Direction donc la Médiathèque André Malraux, bateau-amiral de la lecture publique sur le territoire de la Communauté urbaine de Strasbourg. Point de découverte des marchés de noël (pourtant de saison), mais une série d’interventions et de tables-rondes devant une salle comble, plus de 100 personnes ayant rejoint la capitale alsacienne. Cette journée a permis de présenter les résultats de la grande enquête européenne consacrée aux usages du numérique dans les bibliothèques publiques, réalisée par la fondation Bill et Melinda Gates.
De nombreux questionnements agitent en effet le monde des bibliothèques. Quelle place pour les équipements de lecture publique à l’heure du web 3.0 ? Quelles contenus et médiations proposer dans un contexte de surabondance informationnelle ? Comment favoriser les pratiques collaboratives et associer les usagers ? Toutes ces interrogations ont été discutées, débattues, et ont nourri de (parfois) fructueux débats.
L’enquête paneuropéenne :
résultats et questionnements
Après l’ouverture de la journée par Souad El Maysour, adjointe au maire de Strasbourg en charge de la lecture publique, Philippe Charrier, directeur des médiathèques de Strasbourg et Franck Queyraud (médiateur numérique des bibliothèques de Strasbourg - citant Neil Gaiman dans son propos liminaire), Christophe Evans a présenté une synthèse éclairante des résultats de l’enquête menée dans 17 pays européens.
A l’échelle européenne, et le chiffre peut impressionner, un adulte sur quatre a fréquenté en 2012 une bibliothèque : pour ce qui concerne la fréquentation, la France s’inscrit dans la moyenne. De la même façon, le maillage en équipements de lecture publique en France (soit la question de l’égalité d’accès à une offre de lecture publique) s’avère correspondre aux moyennes européennes. Pas de surprise d’ailleurs à ce sujet : ce sont les pays d’Europe du Nord qui proposent l’offre de lecture publique la plus fournie et par voie de conséquence la plus fréquentée (on notera d’ailleurs avec étonnement la position reculée de l’Allemagne dont on pourrait croire qu’elle s’inscrit dans le wagon des pays les plus dynamiques en matière de lecture publique). A l’inverse, les usages numériques en bibliothèques s’avèrent peu développés, le pourcentage moyen d’européens utilisant internet en bibliothèque ne dépassant pas les 4 %. Les bibliothèques françaises ne dérogent pas à ce constat et se caractérisent d’ailleurs par un usage encore inférieur à cette (pourtant peu reluisante) moyenne.

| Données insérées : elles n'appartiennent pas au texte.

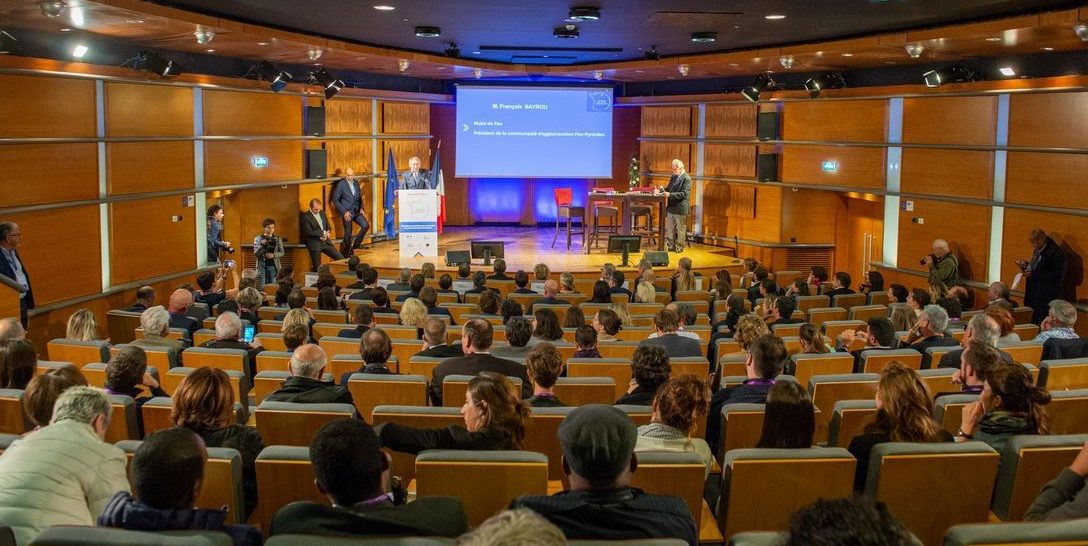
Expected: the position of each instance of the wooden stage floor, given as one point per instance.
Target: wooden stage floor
(526, 247)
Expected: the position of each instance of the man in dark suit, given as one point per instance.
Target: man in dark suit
(1046, 275)
(434, 340)
(11, 267)
(313, 225)
(677, 207)
(348, 197)
(477, 336)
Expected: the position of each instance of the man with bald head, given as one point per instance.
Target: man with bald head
(551, 290)
(943, 267)
(305, 386)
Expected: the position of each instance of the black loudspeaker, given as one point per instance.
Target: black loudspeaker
(767, 126)
(458, 257)
(656, 258)
(316, 164)
(316, 121)
(766, 168)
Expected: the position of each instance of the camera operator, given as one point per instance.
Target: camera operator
(269, 249)
(943, 267)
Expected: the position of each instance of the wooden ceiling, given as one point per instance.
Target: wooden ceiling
(153, 25)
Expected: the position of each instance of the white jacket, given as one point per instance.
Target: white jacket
(62, 474)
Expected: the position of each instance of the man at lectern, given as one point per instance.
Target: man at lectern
(416, 177)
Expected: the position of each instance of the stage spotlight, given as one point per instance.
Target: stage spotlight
(322, 77)
(762, 83)
(948, 74)
(827, 81)
(277, 77)
(156, 64)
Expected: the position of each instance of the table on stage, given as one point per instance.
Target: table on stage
(623, 202)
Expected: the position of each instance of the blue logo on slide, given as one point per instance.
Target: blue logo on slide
(600, 101)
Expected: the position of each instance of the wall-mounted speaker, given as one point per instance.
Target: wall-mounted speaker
(766, 168)
(317, 163)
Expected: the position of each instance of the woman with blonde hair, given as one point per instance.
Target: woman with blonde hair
(904, 413)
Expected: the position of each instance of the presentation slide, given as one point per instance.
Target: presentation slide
(534, 132)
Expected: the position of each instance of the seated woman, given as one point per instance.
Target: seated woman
(1010, 405)
(789, 420)
(679, 404)
(903, 414)
(204, 404)
(494, 420)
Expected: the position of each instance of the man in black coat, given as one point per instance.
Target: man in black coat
(477, 337)
(1046, 275)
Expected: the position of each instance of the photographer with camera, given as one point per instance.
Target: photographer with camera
(269, 249)
(943, 267)
(214, 232)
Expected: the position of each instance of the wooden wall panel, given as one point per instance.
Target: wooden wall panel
(858, 121)
(148, 110)
(731, 121)
(1067, 231)
(960, 173)
(45, 173)
(134, 255)
(858, 168)
(62, 252)
(1052, 180)
(133, 168)
(1048, 119)
(36, 107)
(729, 160)
(965, 226)
(232, 113)
(667, 121)
(950, 120)
(347, 116)
(231, 162)
(405, 118)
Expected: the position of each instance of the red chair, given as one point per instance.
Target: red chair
(565, 209)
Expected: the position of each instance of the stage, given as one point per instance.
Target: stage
(526, 247)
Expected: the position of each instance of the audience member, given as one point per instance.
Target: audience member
(598, 460)
(351, 470)
(62, 474)
(204, 404)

Autre donnée inquiétante : seuls 40 % des français considèrent les bibliothèques et médiathèques comme efficaces en matière de réponse aux besoins locaux. On ne s’étonnera donc pas qu’en toute logique, le pourcentage de la population française considérant les moyens alloués aux équipements comme insuffisants n’atteigne qu’un pénible 38 %... Au final, ces résultats montrent l’étendue du travail restant à fournir pour que les bibliothèques deviennent véritablement acteurs de la compréhension des technologies et usages numériques.
Les usages du numérique en bibliothèque :
à la Bpi… et dans les Idea Stores
Agnès Camus a ensuite présenté les résultats d’une étude menée à la Bpi autour de la formation (formelle et informelle) à l’informatique en bibliothèque. Partant du constat de la familiarité du plus grand nombre avec les ordinateurs (et de la complexité de la notion de fracture numérique, relevant plus aujourd’hui des usages et compétences que de la seule question de l’équipement), l’étude a permis d’identifier nombre de représentations touchant à internet : poids de la norme et de l’injonction (« il faut »), pression sociale (« tu dois ») et donc par voie de conséquence, pour plusieurs personnes interrogées, une non-maîtrise des outils souvent vécue comme honteuse. Les ateliers informatiques menés à la Bpi permettent ainsi tout à la fois de se rassurer, de nommer, et de regagner une estime de soi parfois mise à mal : n’est-ce pas là aussi, finalement, le rôle (stratégique) des bibliothèques ?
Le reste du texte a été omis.